Forse è per questo che buona parte della popolazione continua a credere in Hun Sen. Lo dimostra un altro risultato delle elezioni: l’affluenza al voto. Secondo i dati ufficiali ha votato l’84 per cento dei circa dieci milioni di aventi diritto. Per quanto i dati possano essere falsati e nonostante le nuove norme per scoraggiare ogni forma di astensionismo, sembra che i cambogiani, continuino a credere che Hun Sen sia un uomo d’onore

Al tempo stesso, però, sono aumentate in maniera esponenziale le differenze tra ricchi e poveri, la deforestazione e lo sfruttamento del territorio hanno raggiunto livelli critici, mentre Hun Sen, ormai l’uomo più ricco del paese, i suoi oligarchi e gli investitori stranieri stanno requisendo la Cambogia. Si è costituito un sistema di potere "feudale e clanistico" basato su intimidazione e corruzione.
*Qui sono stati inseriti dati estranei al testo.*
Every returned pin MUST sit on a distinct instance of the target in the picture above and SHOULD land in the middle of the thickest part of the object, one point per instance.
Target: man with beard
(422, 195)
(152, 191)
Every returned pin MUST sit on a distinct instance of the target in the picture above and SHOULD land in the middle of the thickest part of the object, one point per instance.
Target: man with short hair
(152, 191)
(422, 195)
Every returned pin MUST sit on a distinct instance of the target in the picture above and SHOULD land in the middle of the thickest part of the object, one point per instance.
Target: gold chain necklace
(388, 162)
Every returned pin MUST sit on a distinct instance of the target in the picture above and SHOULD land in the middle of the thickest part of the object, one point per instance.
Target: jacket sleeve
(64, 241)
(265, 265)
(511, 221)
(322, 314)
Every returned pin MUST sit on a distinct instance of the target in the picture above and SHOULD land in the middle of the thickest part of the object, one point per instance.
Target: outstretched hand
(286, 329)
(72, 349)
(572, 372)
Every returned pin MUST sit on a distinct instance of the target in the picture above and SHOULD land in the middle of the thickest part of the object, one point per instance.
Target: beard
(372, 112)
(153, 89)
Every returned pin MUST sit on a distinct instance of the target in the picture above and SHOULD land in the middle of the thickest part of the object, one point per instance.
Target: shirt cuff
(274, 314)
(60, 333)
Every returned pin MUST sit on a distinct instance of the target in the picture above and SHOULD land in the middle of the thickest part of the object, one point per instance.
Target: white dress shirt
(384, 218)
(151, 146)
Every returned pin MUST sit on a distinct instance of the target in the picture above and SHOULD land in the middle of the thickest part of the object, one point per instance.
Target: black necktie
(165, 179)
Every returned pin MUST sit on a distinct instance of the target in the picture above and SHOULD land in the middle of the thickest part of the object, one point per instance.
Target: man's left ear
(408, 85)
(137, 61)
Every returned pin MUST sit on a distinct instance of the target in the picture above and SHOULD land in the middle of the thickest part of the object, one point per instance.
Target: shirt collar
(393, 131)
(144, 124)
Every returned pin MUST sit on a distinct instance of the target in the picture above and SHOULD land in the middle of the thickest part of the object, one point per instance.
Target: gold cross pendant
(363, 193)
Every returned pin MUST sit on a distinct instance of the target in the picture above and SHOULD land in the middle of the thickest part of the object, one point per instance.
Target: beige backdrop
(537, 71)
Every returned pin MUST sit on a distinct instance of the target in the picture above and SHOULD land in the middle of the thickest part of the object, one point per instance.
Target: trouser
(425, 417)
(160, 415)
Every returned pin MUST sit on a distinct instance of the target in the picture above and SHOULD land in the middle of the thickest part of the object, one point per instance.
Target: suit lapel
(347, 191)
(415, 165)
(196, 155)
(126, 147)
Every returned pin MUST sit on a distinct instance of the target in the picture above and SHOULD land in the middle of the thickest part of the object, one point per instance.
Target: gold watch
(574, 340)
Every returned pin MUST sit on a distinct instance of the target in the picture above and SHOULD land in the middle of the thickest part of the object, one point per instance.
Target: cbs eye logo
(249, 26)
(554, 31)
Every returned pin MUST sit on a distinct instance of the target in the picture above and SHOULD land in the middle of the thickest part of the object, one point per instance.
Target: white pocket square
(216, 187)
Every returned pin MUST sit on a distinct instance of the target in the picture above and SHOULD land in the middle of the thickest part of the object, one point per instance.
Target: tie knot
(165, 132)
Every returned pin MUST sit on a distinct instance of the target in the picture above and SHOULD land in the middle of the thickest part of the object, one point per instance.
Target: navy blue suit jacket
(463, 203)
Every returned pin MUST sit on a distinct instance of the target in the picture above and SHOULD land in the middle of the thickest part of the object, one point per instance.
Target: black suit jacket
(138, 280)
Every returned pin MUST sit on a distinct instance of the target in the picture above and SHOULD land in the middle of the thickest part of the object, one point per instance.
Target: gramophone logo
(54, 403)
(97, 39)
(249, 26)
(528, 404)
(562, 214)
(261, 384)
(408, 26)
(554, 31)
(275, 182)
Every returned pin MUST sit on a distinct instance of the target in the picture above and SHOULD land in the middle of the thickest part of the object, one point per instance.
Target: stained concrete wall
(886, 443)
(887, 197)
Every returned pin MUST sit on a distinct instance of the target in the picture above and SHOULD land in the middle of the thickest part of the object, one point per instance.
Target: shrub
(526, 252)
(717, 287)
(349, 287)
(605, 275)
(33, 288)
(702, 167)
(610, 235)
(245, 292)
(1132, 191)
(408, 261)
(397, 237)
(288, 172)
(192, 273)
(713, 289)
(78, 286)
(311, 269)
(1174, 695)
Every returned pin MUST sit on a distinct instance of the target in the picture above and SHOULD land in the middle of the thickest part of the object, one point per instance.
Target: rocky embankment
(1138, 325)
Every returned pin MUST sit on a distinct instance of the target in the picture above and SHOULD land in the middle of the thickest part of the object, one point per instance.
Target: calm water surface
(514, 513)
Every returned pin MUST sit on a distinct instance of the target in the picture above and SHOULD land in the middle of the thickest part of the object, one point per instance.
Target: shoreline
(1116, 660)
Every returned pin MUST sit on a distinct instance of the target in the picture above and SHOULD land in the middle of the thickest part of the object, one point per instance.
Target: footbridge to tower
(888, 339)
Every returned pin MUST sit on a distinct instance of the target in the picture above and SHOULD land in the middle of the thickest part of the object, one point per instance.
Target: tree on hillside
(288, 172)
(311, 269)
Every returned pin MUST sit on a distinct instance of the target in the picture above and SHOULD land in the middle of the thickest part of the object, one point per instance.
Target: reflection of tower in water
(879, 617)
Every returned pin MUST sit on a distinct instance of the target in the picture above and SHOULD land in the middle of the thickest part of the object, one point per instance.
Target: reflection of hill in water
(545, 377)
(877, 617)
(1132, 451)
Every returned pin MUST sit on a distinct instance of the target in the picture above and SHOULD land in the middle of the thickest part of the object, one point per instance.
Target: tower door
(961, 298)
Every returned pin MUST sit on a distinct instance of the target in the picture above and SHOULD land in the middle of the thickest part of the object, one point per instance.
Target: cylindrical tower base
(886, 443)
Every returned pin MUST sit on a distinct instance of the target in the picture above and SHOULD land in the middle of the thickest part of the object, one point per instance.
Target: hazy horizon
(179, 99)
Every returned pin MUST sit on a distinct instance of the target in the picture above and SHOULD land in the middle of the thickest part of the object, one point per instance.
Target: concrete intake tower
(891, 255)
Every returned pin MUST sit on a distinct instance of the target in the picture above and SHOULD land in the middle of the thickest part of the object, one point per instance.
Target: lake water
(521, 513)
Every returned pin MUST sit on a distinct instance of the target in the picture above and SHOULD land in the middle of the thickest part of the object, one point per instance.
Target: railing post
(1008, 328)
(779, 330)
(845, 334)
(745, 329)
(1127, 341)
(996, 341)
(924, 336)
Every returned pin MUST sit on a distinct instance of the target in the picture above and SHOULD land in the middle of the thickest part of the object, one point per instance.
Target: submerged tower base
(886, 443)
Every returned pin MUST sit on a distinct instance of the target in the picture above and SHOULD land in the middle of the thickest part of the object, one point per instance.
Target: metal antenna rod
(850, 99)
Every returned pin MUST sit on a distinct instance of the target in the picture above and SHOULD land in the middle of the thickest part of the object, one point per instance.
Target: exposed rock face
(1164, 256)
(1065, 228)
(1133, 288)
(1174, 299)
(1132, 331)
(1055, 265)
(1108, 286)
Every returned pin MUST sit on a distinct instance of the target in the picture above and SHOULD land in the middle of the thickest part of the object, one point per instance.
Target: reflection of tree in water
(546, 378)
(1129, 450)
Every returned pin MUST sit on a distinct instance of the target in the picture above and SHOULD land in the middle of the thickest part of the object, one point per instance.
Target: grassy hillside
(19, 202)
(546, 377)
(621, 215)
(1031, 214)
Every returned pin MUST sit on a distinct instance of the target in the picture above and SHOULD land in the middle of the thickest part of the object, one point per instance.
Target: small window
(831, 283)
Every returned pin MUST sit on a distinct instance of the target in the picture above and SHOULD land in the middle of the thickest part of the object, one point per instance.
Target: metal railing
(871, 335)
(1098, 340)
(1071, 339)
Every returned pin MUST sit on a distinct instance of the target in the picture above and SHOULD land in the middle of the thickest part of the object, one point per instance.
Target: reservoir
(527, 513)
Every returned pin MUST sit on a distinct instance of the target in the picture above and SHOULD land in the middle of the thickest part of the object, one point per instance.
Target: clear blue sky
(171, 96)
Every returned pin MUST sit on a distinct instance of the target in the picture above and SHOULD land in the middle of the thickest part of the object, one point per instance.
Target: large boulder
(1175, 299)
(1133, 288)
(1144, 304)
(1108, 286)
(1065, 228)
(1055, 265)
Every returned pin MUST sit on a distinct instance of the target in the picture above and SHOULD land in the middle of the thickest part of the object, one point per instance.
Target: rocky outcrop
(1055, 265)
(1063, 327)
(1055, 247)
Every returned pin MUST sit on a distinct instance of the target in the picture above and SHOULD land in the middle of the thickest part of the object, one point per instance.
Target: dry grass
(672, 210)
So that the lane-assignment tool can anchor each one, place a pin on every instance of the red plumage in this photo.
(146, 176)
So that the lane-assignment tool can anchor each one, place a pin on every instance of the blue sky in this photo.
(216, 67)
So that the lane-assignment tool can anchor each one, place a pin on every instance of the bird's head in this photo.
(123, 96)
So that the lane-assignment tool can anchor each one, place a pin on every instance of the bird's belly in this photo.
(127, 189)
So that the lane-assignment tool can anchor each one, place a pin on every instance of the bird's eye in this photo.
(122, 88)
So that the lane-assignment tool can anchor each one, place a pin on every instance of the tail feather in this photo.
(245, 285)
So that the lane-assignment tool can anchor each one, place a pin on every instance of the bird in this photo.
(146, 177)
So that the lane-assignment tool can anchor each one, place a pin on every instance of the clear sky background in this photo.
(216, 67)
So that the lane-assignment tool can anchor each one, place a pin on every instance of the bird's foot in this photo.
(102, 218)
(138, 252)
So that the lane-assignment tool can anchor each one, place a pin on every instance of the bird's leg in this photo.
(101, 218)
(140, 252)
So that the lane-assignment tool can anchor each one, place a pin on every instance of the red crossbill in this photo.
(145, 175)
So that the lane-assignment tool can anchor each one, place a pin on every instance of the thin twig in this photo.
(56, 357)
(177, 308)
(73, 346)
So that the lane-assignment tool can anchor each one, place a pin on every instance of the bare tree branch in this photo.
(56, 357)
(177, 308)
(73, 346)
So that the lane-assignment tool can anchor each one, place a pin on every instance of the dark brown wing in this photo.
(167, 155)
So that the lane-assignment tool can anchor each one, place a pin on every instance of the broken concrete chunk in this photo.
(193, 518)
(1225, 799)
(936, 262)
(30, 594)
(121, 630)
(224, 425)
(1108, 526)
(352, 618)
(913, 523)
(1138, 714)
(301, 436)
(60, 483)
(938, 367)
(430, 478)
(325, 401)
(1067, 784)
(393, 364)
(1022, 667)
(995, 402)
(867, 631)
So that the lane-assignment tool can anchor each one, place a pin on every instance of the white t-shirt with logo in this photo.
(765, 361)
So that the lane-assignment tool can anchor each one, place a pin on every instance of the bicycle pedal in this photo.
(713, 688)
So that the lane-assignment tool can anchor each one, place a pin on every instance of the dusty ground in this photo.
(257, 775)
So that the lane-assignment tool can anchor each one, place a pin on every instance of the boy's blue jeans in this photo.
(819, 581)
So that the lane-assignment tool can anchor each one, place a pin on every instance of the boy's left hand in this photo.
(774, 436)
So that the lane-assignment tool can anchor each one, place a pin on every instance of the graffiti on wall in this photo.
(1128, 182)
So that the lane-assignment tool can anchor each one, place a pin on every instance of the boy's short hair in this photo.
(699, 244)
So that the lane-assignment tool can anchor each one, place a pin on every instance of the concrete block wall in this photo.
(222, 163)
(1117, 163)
In nome di questo sistema, il significato reale delle elezioni è assicurare un passaggio generazionale: molti dei ministri e degli alti ranghi del Ccp, ormai alla vigilia del ritiro, vogliono che il potere resti “in famiglia” e hanno candidato i loro figli. Mentre le figlie sono state destinate ad allargare le famiglie.

"Se sarò vivo continuerò a candidami sino a novant’anni", aveva pure detto Hun Sen prima delle elezioni del 2008. Una promessa, questa, che non sarà mantenuta perché anche lui ha deciso di cedere il potere a suo figlio, Hun Manet, 45 anni. Il suo sogno, come per i sovrani delle antiche dinastie khmer è di dar vita a una dinastia.

Aveva cominciato a pensarci già molto tempo fa, programmando per il figlio un curriculum che comprende il diploma all’accademia militare di West Point, il master in Economia all’università di NewYork e il dottorato a quella di Bristol. Nel frattempo, Hun Manet ha servito nelle unità cambogiane dell’antiterrorismo sino a diventare capo di stato maggiore. Per molti osservatori tutti questi titoli potrebbero far sperare in un cambio di regime. E gli analisti statunitensi puntano su di lui, proprio per la sua formazione americana, per spostare la Cambogia nel fronte anticinese.

Ma finanziamenti di Pechino sono quelli che continuano ad assicurare il potere. E poi, come ha scritto Lee Morgenbesser, autore del saggio “The Rise of Sophisticated Authoritarianism in Southeast Asia”, un’educazione occidentale non significa necessariamente un governante moderato.